Describe the difference between the electronics time scale and the mechanics time scale.

A

The time necessary for electrons to flow from one part of the computer or chip to another is VERY fast.

The time necessary for a physical object to move gently and precisely from one point to another point is VERY slow comparatively.

17
Q

What do we mean when we say that disks can fail by parts?

A

Many disks ship with sectors that are already broken. The operating system - or disk software - detect and ignore these sectors.

Sectors may also fail over time, potentially resulting in data loss.

18
Q

What do we mean when we say that disks can fail catastrophically?

A

A head crash occurs when a jolt or violent event sends the disk heads crashing into the magnetic surface, scraping off material and destroying the platter.

When this happens, you have about 20 seconds to say goodbye.

19
Q

On the surface, what is RAID?

A

A clever way to use multiple disks to create a more reliable and better-performing device that looks like a single disk.

20
Q

How can the OS get directly involved to hide disk latency?

A

OS can use the past to predict the future, use a cache, or procrastination.

This is in contrast with how memory latencies hare handled. These are usually handled transparently by the processor through out-of-order execution.

21
Q

What are the 5 time-consuming steps of a read/write to disk?

A
  1. Issue the command: OS has to tell device what to do and device selects which head to use
  2. Seek time: Drive has to move the heads to appropriate track
  3. Settle time: Heads have to stabilize on the (very narrow) track
  4. Rotation time: Platters have to rotate to the position where the data is located
  5. Transfer time: Data has to be read and transmitted back across the interconnect into system memory
22
Q

What improvements can we make on the harddrive to improve disk latencies?

A

Improve interconnect speeds (SATA-6?)

Improve seek times (Not improving rapidly. This is the moving physical object part).
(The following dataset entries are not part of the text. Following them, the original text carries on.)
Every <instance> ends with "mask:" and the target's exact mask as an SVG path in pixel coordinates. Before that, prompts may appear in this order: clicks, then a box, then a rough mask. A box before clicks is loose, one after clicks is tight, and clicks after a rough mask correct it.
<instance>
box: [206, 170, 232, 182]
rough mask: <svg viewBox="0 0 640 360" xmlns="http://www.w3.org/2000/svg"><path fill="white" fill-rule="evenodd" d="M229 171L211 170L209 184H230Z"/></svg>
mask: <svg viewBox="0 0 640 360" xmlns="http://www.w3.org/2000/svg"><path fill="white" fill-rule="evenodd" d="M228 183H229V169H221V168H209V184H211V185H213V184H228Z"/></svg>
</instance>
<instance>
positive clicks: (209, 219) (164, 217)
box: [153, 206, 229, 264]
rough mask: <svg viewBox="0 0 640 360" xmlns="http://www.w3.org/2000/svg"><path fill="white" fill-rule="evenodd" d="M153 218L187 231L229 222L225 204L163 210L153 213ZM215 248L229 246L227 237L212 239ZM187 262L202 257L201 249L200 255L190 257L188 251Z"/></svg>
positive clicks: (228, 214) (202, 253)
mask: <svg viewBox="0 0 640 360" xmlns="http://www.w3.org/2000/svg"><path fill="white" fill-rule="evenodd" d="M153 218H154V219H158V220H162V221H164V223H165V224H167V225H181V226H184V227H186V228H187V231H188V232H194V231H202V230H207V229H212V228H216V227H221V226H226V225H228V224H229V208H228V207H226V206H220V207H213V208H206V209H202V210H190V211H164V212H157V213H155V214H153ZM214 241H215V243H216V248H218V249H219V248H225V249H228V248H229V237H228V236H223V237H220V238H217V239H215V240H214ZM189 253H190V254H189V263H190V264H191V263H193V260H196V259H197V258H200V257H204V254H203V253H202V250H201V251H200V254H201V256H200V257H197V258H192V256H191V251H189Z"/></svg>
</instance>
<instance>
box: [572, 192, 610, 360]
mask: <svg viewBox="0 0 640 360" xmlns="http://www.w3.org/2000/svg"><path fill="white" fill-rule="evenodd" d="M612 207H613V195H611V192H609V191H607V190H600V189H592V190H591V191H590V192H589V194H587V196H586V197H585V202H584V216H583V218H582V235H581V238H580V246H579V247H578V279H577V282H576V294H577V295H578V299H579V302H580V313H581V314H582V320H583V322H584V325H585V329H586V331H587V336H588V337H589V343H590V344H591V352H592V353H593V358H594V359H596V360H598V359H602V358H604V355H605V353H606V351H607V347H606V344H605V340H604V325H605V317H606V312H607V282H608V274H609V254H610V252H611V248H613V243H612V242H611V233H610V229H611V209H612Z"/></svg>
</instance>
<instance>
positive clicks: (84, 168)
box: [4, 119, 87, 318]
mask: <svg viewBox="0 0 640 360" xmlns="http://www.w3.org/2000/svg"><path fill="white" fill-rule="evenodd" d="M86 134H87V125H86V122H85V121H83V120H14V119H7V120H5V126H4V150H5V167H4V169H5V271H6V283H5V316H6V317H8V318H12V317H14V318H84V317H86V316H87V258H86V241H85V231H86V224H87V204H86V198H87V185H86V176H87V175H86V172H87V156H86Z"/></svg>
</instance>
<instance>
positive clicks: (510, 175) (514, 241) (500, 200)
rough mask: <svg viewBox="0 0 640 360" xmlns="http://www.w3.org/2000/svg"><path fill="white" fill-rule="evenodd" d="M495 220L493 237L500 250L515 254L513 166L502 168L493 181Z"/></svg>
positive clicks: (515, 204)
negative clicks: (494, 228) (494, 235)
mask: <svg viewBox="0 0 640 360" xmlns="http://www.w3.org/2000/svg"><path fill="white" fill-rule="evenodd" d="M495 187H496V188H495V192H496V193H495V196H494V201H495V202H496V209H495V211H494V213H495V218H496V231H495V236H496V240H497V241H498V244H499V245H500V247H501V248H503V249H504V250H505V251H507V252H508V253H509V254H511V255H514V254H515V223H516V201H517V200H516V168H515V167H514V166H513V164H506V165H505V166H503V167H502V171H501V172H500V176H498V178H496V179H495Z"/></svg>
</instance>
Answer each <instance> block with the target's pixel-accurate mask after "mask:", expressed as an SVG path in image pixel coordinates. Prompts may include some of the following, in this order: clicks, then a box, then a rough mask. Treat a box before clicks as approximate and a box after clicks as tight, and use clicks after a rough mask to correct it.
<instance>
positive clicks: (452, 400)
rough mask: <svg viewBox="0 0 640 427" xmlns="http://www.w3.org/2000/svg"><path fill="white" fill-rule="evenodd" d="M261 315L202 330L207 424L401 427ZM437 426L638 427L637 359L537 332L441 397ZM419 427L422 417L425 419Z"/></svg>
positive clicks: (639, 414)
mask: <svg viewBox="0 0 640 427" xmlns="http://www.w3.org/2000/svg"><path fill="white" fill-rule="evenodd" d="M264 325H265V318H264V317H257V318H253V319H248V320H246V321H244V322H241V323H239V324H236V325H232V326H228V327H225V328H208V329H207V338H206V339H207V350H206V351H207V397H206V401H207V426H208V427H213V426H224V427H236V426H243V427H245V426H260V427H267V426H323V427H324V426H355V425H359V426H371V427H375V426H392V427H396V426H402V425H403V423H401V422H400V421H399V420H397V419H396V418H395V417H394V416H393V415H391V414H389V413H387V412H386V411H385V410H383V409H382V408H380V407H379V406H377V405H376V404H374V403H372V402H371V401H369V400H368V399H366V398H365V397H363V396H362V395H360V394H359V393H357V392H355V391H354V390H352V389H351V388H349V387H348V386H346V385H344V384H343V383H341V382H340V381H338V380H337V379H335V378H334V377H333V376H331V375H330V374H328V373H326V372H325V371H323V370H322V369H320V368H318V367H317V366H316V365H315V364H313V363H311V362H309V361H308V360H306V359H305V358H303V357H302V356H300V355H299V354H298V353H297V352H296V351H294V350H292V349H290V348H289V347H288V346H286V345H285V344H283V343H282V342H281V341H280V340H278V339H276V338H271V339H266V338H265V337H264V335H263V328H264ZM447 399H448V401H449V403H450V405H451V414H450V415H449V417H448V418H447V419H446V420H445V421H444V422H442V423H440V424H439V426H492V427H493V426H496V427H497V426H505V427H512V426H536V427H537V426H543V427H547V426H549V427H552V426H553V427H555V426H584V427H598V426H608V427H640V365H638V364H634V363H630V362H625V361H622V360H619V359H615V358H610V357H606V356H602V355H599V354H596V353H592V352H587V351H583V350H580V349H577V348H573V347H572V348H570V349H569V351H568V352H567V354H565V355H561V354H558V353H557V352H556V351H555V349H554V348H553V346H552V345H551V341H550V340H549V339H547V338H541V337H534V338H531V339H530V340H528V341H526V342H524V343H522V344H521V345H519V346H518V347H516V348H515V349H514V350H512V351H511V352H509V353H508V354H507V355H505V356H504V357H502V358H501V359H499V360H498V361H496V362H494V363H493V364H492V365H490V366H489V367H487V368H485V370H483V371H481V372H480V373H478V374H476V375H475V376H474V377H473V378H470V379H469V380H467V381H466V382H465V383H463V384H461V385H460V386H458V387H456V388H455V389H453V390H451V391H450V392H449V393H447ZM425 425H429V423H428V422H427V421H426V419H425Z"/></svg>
Improve rotation speeds (This can vary between devices, but isn’t typically the major source of latency anyway. Physical limitations come into play here as well as to how fast the disk can spin.)

23
Q

Give a broad overview of the I/O “crisis” that arose across the 90s and 00s.

A

Hard drive densities and capacities soared, which encouraged users to save more stuff, thus increasing I/O demand.

At the same time, seek times limited the ability of disks to keep up with the added demand.

Capacity increased by three orders of magnitude, while speed only increased by two orders of magnitude.

24
Q

How is the file (disk) abstraction fundamentally different than the thread (CPU) and address space (memory) abstractions?

A

The file abstraction is almost entirely implemented in software.

25
Q

What is true about the nature of disk hardware that motivated the file abstraction?

A

The low-level disk interface is messy and very limited. It requires reading and writing entire 512-byte blocks without any notion of files or directories.

The file abstraction, through software, creates the ability to name, reference, and organize by directory data on the disk.

26
Q

What are two limitations of flash memory?

A

We have to erase entire large chunks before we can rewrite to that space.

Flash wears out faster than magnetic drives and can wear unevenly if certain areas are used more than others.